Abstract

W. E. B. Du Bois’s quotation imagines a self-contained community in which organized cultural production continually affirms and reinforces connections among individuals and institutions. The Black Arts Movement (BAM) was, in many respects, a concrete manifestation of the type of organized cultural production that Du Bois advocated, and the relationship between the BAM and the Black Power Movement (BPM) roughly paralleled the type of synergism envisioned by Du Bois. The principal thesis of this investigation is that external manipulation and co-optation of important cultural symbols effectively neutralized the potential of organized community-based cultural production to promote BPM objectives.

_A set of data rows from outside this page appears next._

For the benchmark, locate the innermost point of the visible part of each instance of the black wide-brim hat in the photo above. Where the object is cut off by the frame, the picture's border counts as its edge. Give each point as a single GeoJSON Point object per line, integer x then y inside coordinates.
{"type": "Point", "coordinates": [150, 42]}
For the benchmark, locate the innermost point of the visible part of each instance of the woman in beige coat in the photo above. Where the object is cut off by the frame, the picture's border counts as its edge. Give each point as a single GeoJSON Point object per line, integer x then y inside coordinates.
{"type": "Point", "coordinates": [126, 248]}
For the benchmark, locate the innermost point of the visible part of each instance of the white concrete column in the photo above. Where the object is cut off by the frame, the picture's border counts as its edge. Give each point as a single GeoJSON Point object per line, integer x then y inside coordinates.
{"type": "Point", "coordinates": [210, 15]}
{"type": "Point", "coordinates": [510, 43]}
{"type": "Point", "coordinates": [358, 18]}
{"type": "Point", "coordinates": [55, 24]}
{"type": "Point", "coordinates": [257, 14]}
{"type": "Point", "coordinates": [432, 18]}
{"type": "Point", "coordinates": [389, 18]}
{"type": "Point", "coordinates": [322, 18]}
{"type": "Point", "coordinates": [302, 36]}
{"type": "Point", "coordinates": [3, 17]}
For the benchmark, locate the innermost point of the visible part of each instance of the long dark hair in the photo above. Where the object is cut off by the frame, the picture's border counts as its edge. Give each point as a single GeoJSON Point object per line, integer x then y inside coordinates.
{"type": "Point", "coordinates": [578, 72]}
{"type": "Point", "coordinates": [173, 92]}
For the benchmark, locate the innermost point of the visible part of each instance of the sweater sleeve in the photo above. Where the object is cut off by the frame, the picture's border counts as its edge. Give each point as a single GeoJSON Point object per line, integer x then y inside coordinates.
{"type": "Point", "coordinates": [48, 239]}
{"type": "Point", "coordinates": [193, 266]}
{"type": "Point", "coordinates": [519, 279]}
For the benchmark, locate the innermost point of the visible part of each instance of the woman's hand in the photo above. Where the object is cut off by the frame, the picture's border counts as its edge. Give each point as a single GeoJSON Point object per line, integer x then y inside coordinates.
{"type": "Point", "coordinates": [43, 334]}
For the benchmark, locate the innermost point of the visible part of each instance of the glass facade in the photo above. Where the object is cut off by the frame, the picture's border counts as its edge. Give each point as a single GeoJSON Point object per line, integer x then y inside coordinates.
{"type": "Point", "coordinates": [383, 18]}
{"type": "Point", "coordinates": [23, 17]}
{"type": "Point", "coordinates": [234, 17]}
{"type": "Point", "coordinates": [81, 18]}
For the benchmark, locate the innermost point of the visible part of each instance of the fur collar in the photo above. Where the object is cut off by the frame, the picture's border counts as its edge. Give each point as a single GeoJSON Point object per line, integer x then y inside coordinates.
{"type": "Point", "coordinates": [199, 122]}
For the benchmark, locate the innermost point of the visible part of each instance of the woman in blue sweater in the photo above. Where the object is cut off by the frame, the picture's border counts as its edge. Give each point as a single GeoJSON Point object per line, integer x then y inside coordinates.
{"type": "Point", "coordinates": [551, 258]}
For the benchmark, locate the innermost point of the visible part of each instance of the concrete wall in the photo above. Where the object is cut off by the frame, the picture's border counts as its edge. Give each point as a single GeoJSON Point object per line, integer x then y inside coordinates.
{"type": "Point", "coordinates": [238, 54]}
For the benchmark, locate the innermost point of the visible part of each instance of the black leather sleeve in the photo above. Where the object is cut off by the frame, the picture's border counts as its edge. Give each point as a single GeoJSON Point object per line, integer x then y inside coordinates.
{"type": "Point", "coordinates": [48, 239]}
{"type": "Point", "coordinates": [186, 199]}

The analysis focuses special attention on the role of blaxploitation films in diluting the potential of important cultural symbols to facilitate political mobilization and collective action. This particular mode of cultural counterattack involved systematic imposition of invisibility on the BPM and/or the misrepresentation of the BPM as dysfunctional, disorganized, opportunistic, and impotent. The propagation of this imagery complemented direct physical assaults and disinformation campaigns waged by governmental officials against BPM organizations and their leaders. The systemic disruption of cultural production as a means of neutering the BPM set in motion a continuing pattern of compromised cultural production that continues to constrain contemporary efforts to develop and implement mass-based resistance to racial oppression.